How long is a piece of string? If someone had said said to me fifteen years ago that I'd still be doing this now I'd have said "Bullshit - no way". I'm still doing it. The day I start not liking it, I'll quit. I'm enjoying it. Anybody who's honest with themselves - when they hate doing it, stop.
Recent releases like "Sea Of Light" and "Sonic Origami" sound more vital than ever.
Yeah, they're going a different way, but I still hear riffs. They're beautiful albums. I'm still waiting for the riff that knocks me cold. Whether that's gonna come back in mate, I don't know. That's still my style of music. That's still the way that me and Bob like to hear songs - the ultimate riff.
You've recorded so much - do you have favorite?
No. My favorite is the new one. You give your best with that, and if that doesn't work you then you go to the next new one. So I always say the new one's my favorite.

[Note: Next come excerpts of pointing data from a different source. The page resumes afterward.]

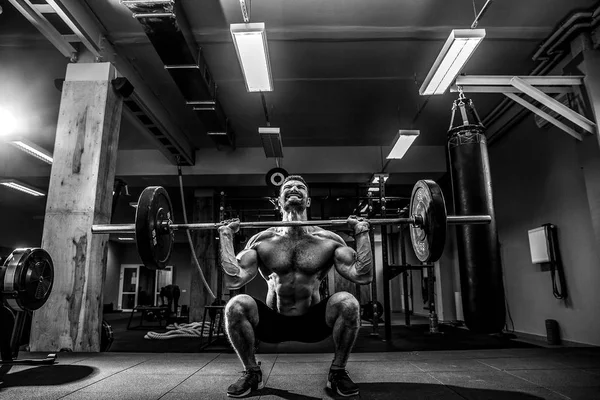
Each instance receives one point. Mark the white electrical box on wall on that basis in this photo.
(538, 245)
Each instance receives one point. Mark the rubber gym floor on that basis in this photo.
(536, 371)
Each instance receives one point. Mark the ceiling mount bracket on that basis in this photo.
(537, 88)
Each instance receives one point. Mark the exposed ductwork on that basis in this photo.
(550, 53)
(166, 26)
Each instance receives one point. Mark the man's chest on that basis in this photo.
(306, 253)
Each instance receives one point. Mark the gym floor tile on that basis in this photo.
(522, 393)
(532, 363)
(367, 376)
(233, 357)
(406, 391)
(129, 395)
(581, 361)
(481, 379)
(168, 367)
(205, 385)
(316, 368)
(230, 368)
(186, 357)
(578, 393)
(387, 367)
(559, 377)
(21, 393)
(201, 396)
(125, 382)
(301, 387)
(310, 357)
(450, 365)
(62, 377)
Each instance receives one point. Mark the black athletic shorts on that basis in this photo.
(276, 328)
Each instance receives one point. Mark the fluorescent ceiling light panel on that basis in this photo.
(22, 187)
(457, 50)
(271, 141)
(8, 123)
(404, 139)
(250, 42)
(33, 149)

You're still close friends with Bob Daisley, obviously...
He's a lovely guy. Honest guy. He takes time out for you. He's very into listening to people. He's very thoughtful, and incredibly talented.
We look forward to hearing you record together at some point in the future. I hope that comes to pass. As I finished up by asking Bob previously - what is your drink of choice?
My drink of absolute top number? 1992-93 Dom Perignon. Behind that, Grand Marnier coffee. It's a strong black coffee with Grand Marnier in it, and ice cold double-thick cream. They're my two choice drinks. Dom Perignon, I love - I just can't afford it. (laughs)
Mr. Lee Kerslake, it's been a thrill and I appreciate you taking the time to talk.
Aw, thanks mate! My pleasure.
Cheers to you, then.
Bless your heart. Thank you very much.